Comment by Eagan Kemp
Barring undocumented immigrants and workers from getting health care is cruel and inhumane. As the cited NYT article notes, the COVID-19 crisis has further exacerbated the costs and dangers of lacking health insurance in America. This is particularly severe for undocumented workers in frontline industries where they are unable to social distance. Even before the pandemic, almost half of undocument immigrants were uninsured, placing them at risk for financial ruin if they got sick.
It may also be suicidal — lack of regular medical care will prevent many from getting the COVID-19 vaccine. We must protect everyone from even more dangerous COVID-19 variants through inoculating a sufficient percentage of people in the U.S. and around the world.
And while undocumented immigrants make up only around 3 percent of the U.S. population and 4.4 percent of the workforce, they are make up a large share in certain industries, including some deemed essential during the COVID-19 crisis.
For example, more than half of all agricultural workers are undocumented, many of whom were deemed essential during the COVID-19 crisis, placing them at increased risk for the virus. Similarly, around 40 percent of workers in meatpacking plants in the U.S. are reported to be undocumented, with many unable to effectively social distance or fight for better worker protections.
Of the policy reforms under consideration by Congress, only Medicare for All would guarantee all necessary health care to all undocumented immigrants, by finally treating health care as a human right instead of as a means for profit.
No one in the U.S. should be forced to go without health care, especially the COVID-19 vaccine. And leaving immigrants to fend off the medical vultures seeking to exploit them and take their money is no solution at all. We need reform now.
Design, Setting, and Participants: This cross-sectional study analyzed the deidentified metadata of ambulatory care health systems in the US, Canada, Northern Europe, Western Europe, the Middle East, and Oceania from January 1, 2019, to August 31, 2019. All of these organizations used the EHR software from Epic Systems and represented most of Epic Systems’s ambulatory customer base.
Results: US clinicians spent more time per day actively using the EHR compared with non-US clinicians (mean time, 90.2 minutes vs 59.1 minutes; P < .001). In addition, US clinicians vs non-US clinicians spent significantly more time performing 4 clinical activities: notes (40.7 minutes vs 30.7 minutes; P < .001), orders (19.5 minutes vs 8.75 minutes; P < .001), in-basket messages (12.5 minutes vs 4.80 minutes; P < .001), and clinical review (17.6 minutes vs 14.8 minutes; P = .01). Clinicians in the US composed more automated note text than their non-US counterparts (77.5% vs 60.8% of note text; P < .001) . . . . The median US clinician spent as much time actively using the EHR per day (90.1 minutes) as a non-US clinician in the 99th percentile of active EHR use time per day (90.7 minutes) in the sample. These results persisted after controlling for organizational characteristics, including structure, type, size, and daily patient volume.

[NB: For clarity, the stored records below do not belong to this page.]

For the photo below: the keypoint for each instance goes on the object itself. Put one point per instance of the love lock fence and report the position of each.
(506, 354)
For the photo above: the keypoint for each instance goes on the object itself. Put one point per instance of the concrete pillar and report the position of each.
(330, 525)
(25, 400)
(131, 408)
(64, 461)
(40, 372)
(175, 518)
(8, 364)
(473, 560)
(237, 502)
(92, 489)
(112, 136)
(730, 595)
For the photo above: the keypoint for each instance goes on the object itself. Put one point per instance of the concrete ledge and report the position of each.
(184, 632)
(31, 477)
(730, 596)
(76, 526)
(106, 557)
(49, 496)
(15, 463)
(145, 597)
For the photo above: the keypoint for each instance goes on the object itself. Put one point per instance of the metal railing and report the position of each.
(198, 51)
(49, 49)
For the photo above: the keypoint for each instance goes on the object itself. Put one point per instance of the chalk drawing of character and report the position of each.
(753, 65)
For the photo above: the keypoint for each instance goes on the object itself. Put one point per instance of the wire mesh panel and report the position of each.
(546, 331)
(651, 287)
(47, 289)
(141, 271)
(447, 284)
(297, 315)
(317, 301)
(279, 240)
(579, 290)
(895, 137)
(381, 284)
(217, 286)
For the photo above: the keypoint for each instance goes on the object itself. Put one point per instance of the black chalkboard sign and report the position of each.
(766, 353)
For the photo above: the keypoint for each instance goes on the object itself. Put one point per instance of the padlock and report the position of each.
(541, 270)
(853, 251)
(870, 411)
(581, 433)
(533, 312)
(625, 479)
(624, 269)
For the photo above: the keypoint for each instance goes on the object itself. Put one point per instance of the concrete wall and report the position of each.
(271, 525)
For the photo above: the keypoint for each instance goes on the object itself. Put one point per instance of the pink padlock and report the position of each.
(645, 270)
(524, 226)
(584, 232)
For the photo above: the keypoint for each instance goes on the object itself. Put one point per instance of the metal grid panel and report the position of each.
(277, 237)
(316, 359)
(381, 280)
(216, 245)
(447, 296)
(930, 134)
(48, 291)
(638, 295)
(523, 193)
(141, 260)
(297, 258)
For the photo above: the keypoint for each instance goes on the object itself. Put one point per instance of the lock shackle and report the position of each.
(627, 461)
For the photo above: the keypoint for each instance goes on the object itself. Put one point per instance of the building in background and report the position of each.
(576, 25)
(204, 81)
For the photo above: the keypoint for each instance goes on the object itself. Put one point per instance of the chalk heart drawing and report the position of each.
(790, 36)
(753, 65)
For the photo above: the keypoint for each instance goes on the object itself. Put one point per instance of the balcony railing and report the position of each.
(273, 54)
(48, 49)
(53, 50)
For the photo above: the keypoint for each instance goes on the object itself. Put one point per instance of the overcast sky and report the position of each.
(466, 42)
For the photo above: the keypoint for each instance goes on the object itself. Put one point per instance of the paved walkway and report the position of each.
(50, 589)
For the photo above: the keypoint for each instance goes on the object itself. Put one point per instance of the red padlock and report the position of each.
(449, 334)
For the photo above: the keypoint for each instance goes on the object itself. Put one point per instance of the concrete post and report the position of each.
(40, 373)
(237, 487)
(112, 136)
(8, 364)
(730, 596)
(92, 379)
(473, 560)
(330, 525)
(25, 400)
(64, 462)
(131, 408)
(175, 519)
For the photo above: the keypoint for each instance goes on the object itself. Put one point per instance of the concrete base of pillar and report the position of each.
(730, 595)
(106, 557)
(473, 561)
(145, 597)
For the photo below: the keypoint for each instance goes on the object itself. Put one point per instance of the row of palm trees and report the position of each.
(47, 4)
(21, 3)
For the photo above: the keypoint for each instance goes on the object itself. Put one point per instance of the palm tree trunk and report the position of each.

Comment by David Himmelstein and Steffie Woolhandler
US clinicians complain bitterly about their documentation burden and unwieldy EHRs that sap the joy of patient care, and these burdens are a main cause of the widespread and growing burnout problem. This study makes clear that the US payment system inflicts much of this burden. In other nations, clinicians using EPIC – the most widely used EHR in the US – spend far less of their time staring at computer screens and checking the endless boxes needed to assure payment. A single payer reform that simplifies payment would greatly improve clinicians’ work lives.